Top agency positions are left vacant when nominations and confirmations lag, but their functions are not usually neglected. In many cases, an acting official is at the desk. The Federal Vacancies Reform Act of 1998 allows temporary officials to wield full authority in most agencies (but, critically, not in top jobs in independent regulatory commissions such as the National Labor Relations Board). The law limits how long these acting officials can serve, but many agencies operate by delegating responsibilities to other officials, even after these periods expire.

              

For example, June 10 was the final day acting Commissioner Daniel Werfel could head the Internal Revenue Service with that title. That day, Obama named him principal deputy commissioner and deputy commissioner for services and enforcement, which is now the top IRS position. Furthermore, once Obama submits a nomination for the commissioner's job, the law allows it to be filled by an acting officer, so Werfel's title may change again.

              

4. Judicial nominations are usually controversial.

              

It depends on the court. Confirmation rates tend to be lower for appellate court judges than for members of independent regulatory commissions and boards - the agency nominees battling the lowest confirmation odds - but higher for district court judges. According to the Congressional Research Service, the past five presidents ranged in their success on first-term nominees to appeals courts, from 67.3 percent to 86.8 percent. The rates are higher for district courts, from 76.9 percent to 95 percent. Obama fares next-to-last in each category.

              

The process also matters, and delays seem to be increasing. Before the Clinton administration, it was unusual for the Senate to conduct a roll-call vote on a lower-court nomination - a tactic that can delay confirmation.
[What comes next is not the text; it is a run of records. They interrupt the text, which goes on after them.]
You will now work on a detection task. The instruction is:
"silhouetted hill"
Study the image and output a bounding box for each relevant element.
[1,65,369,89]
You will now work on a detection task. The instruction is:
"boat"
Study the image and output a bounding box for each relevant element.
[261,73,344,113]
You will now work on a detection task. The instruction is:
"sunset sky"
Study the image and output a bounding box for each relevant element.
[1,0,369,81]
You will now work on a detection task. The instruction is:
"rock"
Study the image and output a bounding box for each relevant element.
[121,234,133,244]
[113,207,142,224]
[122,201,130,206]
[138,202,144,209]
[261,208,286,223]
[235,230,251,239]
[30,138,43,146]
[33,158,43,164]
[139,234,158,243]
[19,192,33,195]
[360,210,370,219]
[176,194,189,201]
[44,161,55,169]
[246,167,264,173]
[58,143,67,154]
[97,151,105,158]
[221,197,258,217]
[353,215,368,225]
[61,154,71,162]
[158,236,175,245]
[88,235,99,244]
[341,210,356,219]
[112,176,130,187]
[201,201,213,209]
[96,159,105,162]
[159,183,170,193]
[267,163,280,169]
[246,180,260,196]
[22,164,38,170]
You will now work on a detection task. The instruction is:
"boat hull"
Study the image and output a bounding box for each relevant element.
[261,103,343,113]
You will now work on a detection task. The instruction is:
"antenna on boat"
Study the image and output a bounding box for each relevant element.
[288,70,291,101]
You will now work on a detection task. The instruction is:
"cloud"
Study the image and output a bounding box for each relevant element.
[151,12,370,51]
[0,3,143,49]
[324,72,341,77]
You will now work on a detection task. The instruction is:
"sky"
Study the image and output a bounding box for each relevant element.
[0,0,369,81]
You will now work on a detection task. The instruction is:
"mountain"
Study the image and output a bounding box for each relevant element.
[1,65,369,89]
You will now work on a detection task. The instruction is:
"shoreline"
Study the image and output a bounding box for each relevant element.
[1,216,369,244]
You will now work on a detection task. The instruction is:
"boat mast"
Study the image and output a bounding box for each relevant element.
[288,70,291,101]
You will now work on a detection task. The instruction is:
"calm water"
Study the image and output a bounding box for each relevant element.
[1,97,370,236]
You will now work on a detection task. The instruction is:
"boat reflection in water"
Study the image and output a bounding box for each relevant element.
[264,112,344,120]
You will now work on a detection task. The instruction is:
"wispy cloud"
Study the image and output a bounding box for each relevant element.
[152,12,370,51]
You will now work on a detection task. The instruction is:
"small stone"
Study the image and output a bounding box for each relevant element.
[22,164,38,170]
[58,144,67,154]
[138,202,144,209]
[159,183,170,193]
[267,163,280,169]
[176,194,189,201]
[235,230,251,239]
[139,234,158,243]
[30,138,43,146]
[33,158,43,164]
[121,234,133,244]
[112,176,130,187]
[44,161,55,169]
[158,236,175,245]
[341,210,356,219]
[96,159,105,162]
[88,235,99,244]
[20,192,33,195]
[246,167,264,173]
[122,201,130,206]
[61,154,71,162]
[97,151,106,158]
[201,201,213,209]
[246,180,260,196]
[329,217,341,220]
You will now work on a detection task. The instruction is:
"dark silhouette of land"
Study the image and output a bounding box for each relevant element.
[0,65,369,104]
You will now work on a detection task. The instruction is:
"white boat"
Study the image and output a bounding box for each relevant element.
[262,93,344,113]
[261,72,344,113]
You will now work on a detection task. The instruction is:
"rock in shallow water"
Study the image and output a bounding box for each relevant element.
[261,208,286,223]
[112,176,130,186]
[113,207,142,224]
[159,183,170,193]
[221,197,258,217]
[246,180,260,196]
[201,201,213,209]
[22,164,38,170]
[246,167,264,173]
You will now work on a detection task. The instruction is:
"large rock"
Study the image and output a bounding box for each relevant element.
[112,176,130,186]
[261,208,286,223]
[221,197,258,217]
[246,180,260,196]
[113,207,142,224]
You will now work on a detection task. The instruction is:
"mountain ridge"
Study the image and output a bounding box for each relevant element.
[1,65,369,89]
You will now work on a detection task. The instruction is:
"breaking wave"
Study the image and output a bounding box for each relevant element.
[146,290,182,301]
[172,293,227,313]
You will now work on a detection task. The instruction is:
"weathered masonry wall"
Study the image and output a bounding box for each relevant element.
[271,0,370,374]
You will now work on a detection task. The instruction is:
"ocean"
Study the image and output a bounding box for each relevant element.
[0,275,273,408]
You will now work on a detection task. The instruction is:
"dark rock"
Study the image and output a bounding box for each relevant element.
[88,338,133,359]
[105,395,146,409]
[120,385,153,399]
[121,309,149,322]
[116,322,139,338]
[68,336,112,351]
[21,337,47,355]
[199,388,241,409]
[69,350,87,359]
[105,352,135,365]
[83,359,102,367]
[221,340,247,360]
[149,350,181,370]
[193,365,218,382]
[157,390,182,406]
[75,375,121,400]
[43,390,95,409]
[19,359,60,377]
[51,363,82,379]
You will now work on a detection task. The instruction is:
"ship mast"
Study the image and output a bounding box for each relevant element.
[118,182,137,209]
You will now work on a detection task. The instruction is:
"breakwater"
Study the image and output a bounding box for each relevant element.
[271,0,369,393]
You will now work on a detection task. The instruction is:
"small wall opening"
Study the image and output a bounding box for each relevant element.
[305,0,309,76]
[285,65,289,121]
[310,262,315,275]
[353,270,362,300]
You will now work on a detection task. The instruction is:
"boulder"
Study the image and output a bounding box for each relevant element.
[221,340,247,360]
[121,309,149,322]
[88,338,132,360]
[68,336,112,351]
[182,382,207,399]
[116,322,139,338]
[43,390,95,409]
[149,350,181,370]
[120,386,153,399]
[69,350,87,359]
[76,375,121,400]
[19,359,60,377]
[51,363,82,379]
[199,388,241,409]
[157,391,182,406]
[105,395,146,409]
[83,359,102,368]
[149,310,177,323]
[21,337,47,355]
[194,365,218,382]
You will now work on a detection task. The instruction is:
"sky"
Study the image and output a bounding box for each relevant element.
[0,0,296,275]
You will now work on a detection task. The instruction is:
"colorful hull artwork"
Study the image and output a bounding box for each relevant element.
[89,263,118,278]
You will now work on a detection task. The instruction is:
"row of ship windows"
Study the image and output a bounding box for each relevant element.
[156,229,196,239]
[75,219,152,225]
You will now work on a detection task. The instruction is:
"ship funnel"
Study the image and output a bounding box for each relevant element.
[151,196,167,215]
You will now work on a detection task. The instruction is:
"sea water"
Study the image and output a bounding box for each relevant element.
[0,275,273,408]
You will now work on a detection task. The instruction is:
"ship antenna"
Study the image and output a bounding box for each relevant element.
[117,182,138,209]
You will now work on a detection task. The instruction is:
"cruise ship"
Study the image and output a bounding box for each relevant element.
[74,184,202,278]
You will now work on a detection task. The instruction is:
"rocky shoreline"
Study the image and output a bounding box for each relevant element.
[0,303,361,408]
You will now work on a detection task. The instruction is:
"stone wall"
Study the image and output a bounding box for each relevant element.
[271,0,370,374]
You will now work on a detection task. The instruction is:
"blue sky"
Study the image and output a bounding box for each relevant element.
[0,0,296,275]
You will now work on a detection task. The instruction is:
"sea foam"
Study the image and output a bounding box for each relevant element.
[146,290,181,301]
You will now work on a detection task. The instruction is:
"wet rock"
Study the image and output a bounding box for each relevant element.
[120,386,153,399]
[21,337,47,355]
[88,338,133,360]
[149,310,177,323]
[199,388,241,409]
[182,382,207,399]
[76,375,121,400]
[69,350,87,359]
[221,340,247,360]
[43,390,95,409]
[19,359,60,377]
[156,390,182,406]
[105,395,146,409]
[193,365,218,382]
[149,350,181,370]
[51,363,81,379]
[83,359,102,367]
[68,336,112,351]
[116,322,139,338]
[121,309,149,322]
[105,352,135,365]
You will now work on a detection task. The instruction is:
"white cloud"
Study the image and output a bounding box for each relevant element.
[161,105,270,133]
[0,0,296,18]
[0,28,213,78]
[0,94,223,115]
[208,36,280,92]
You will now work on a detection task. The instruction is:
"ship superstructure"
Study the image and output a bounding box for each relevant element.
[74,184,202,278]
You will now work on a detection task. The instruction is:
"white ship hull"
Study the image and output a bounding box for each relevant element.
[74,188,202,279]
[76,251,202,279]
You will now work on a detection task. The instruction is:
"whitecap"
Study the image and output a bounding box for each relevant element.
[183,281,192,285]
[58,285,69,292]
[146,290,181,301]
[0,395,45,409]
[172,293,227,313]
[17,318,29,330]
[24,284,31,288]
Meanwhile, Obama is the only modern president whose nominees for district and appeals courts have taken, on average, more than half a year to confirm.

              

5. Refusing to confirm presidential nominees is a fair way to rein in government.

              

Before the compromise reached this past week, Sen. Lindsey Graham, R-S.C., refused to confirm nominees to the NLRB after the agency sued Boeing over a new plant in his home state. The agency alleged that the company illegally moved work to South Carolina to retaliate for strikes by employees in Washington state. Graham and others hoped to cripple the agency - as did Democrats who used similar tactics in the final months of President George W. Bush's administration to delay a more conservative NLRB. (Boeing eventually settled with the agency, agreeing to create more unionized jobs in Seattle.)

              

In independent commissions not covered by the Vacancies Reform Act, such tactics can create great delay and uncertainty. But unless Congress repeals the laws governing those entities, their work remains necessary. For example, courts' caseloads are not reduced to account for judicial vacancies, and disputes between workers and management must still be resolved when the NLRB is hamstrung.

Graham conceded this past week that the confirmation process is not a proper way to change government obligations. He said that Richard Cordray - nominated to head the Consumer Financial Protection Bureau, created in 2011 under the Dodd-Frank Wall Street Reform and Consumer Protection Act - "was being filibustered because we don't like the law. That's not a reason to deny someone their appointment. We were wrong."